Eine wesentliche dritte Zutat wirft Alex Lebus in die künstlerische Waagschale: die Ästhetik der glänzenden, auf Verführung getrimmten Konsumwelt. Rabiat polarisiert sie hier und kämpft gegen die Über­macht der Werbeindustrie. Pointiert und mit viel Gespür für Witz und Feinheiten der Gestaltung hat sie etwa die Wortneuschöpfung DUTIER in breiten Versalien gesetzt und damit eine Marke geschaffen, die sich mit Kalkül an dem Schriftzug des Modeschöpfers und Parfüm­herstellers Jean Paul Gaultier ori­en­tiert.

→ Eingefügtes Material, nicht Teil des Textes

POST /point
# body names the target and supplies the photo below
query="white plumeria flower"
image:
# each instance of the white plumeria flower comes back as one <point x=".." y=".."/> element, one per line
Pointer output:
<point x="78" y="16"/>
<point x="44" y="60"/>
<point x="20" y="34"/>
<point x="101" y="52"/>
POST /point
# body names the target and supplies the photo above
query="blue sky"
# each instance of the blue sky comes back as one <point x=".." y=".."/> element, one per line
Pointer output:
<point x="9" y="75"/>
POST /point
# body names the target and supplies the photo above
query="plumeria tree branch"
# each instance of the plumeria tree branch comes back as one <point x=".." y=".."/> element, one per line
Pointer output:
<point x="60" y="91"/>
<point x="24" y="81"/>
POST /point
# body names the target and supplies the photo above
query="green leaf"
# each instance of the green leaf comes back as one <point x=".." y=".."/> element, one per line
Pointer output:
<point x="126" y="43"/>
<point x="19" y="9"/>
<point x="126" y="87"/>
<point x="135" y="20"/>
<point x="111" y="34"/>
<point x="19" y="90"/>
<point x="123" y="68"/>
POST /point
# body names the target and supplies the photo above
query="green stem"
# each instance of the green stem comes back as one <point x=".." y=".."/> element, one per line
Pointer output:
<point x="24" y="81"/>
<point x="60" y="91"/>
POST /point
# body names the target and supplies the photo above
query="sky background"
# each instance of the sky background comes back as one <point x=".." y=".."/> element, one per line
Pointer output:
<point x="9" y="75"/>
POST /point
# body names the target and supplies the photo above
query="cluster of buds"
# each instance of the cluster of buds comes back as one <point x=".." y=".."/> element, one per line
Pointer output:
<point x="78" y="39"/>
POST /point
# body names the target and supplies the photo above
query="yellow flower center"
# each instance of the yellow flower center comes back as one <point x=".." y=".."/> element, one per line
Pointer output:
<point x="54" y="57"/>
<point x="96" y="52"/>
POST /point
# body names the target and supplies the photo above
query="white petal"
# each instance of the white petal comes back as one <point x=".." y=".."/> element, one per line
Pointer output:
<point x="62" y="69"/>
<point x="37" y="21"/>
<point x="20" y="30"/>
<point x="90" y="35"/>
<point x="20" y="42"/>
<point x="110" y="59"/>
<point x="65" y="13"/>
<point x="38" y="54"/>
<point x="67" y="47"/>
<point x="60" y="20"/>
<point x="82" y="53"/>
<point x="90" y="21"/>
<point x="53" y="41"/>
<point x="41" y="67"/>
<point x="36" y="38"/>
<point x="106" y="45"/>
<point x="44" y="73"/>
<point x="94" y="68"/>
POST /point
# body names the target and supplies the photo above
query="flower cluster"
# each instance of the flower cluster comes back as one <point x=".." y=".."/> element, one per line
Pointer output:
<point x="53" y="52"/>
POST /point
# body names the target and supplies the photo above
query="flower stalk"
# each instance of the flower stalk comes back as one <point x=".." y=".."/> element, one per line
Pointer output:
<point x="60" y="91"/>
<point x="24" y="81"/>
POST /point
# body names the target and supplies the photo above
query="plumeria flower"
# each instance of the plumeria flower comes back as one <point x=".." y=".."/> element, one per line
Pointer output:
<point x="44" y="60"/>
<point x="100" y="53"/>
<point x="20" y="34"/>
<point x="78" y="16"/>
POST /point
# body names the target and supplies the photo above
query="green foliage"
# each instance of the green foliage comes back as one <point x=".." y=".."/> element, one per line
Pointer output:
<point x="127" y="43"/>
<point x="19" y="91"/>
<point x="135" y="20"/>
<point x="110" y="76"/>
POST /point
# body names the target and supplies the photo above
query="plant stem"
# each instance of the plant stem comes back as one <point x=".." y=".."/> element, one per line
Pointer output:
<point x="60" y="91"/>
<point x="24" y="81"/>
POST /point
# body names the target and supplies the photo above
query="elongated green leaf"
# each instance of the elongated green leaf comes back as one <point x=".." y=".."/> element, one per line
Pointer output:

Empfänglich für Werbe­botschaften und längst den Werbe­strat­eg­en verfallen, liest der Betrach­ter mit großer Selbstver­ständlichkeit ein französisch pronon­çiertes Dutier.
Damit ist er Alex Lebus, sicher zu ihrer großen Freude, bereits aufgeses­sen. Denn eine mitgedachte, kleine, eingeschobene Trennung zwischen »DU« und »TIER« verweist jeden Konsumenten von Luxus­produkten auf seinen Platz zurück: Du Tier!, – der Mensch als Tier. Dass das Parfum nur dem Überdecken eines animalischen Geruchs dient, schwingt in dieser Arbeit selbst­verständlich mit. Als Aufkleber und Stempel, aber auch auf Spiegeln produziert, nutzt Alex Lebus die Äst­h­e­­tik und Verbreitungswege der Werbeindustrie und enttarnt diese so mit ihren eigenen Mitteln. Der Künstlerin gelingt es, dass wir die Parfümmarke plötzlich als »Gaul Tier« wahrnehmen.

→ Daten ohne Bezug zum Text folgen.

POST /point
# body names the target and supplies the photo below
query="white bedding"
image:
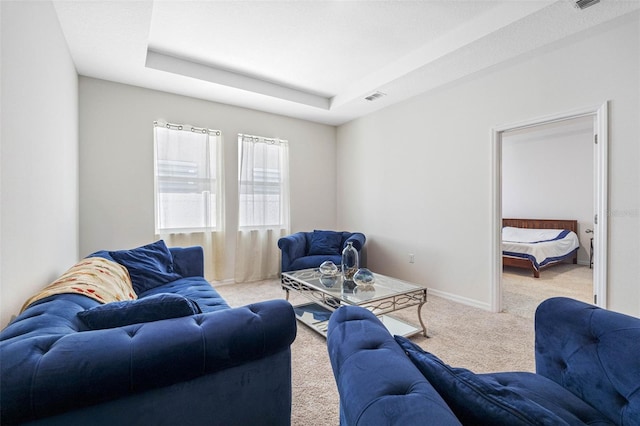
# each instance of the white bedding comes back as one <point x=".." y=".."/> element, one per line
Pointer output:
<point x="541" y="246"/>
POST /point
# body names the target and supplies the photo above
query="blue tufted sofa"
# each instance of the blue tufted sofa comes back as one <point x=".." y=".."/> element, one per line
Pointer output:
<point x="304" y="250"/>
<point x="224" y="366"/>
<point x="587" y="372"/>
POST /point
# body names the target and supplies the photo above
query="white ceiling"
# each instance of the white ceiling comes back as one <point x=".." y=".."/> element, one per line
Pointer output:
<point x="315" y="60"/>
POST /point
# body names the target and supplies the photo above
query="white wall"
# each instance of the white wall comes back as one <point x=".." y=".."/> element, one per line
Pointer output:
<point x="416" y="177"/>
<point x="116" y="162"/>
<point x="39" y="153"/>
<point x="548" y="172"/>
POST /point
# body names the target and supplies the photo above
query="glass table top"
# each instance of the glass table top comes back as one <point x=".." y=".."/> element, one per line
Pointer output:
<point x="347" y="291"/>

In dieselbe Richtung zielt die Künstlerin in ihrer Spiegelarbeit haute Créature. Diesmal ist die edle Maßschneiderei zu Höchstpreisen angesprochen, die »Haute Couture«, die überraschend mit dem zum Verwechseln ähnlichen Begriff der »Créature« konfrontiert wird. Die hohe Kunst der luxuriösen Bekleidung stößt mit schmerzhafter Wucht auf die »Kreatur«, die oft mit dem Zusatz »armselig« konnotiert wird; die Kreatur als verächtliche Bezeichnung eines minderwertigen Geschöpfs, das einem Höher­gestellten knechtisch ergeben ist. Der Be­trachter kann sich dem Beziehungsgeflecht nicht entziehen, ist er als Gespiegelter doch Teil des Kunst­werks: Er ist die Kreatur.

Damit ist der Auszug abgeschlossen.